Frequently Asked Questions

What is Motion estimation?

Computer vision and video processing use the motion estimation technique to determine how things move from one frame to the next in a succession of photos or movies. It helps create video compression by tracking objects, examining their movement patterns, etc.

What are the principles of motion estimation?

The basic principles of motion estimation are comparing pixels from various frames and identifying patterns. This method repeats for several frames to trace the object's motion over time.

What function does motion estimation serve?

Estimating motion is essential for many applications. By comparing successive frames and determining changes, video compression can decrease the file size while preserving good-quality output.

Do alternative motion estimating techniques exist?

There are algorithms for estimating motion, like block-based and optical flow-based techniques.

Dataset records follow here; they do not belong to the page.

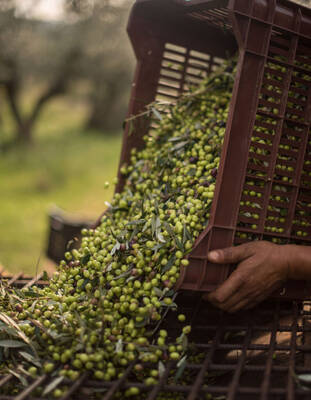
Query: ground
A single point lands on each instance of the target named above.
(67, 166)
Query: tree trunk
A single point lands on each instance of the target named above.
(102, 117)
(24, 133)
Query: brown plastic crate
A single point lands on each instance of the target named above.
(252, 355)
(198, 35)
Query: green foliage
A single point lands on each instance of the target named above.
(67, 167)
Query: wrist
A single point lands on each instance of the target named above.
(298, 261)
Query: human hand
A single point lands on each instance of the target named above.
(262, 268)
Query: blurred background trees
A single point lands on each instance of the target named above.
(64, 89)
(87, 46)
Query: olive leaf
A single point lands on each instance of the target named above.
(156, 113)
(11, 323)
(53, 385)
(28, 357)
(115, 248)
(305, 378)
(161, 369)
(10, 343)
(181, 365)
(20, 377)
(169, 264)
(85, 259)
(119, 346)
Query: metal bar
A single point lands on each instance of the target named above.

In the block-based approach, frames are divided into blocks and then compressed to find the motion vectors. In the optical flow method, the Pixel of a movement is analyzed to find the object's motion.

What difficulties does motion estimation face?

In some cases where recurring patterns, quick movements, or occlusion (where one object hides another) occur, determining accurate motion vectors can be difficult.

Conclusion

In this article, we learn about Motion Estimation using Optical Flow. We explore different algorithms used in motion estimation. With the help of an example, we learned how to estimate an object's motion. We even discussed the difference between spare and dense optical flow. Ultimately, we learned about the challenges of Motion estimation using optical flow.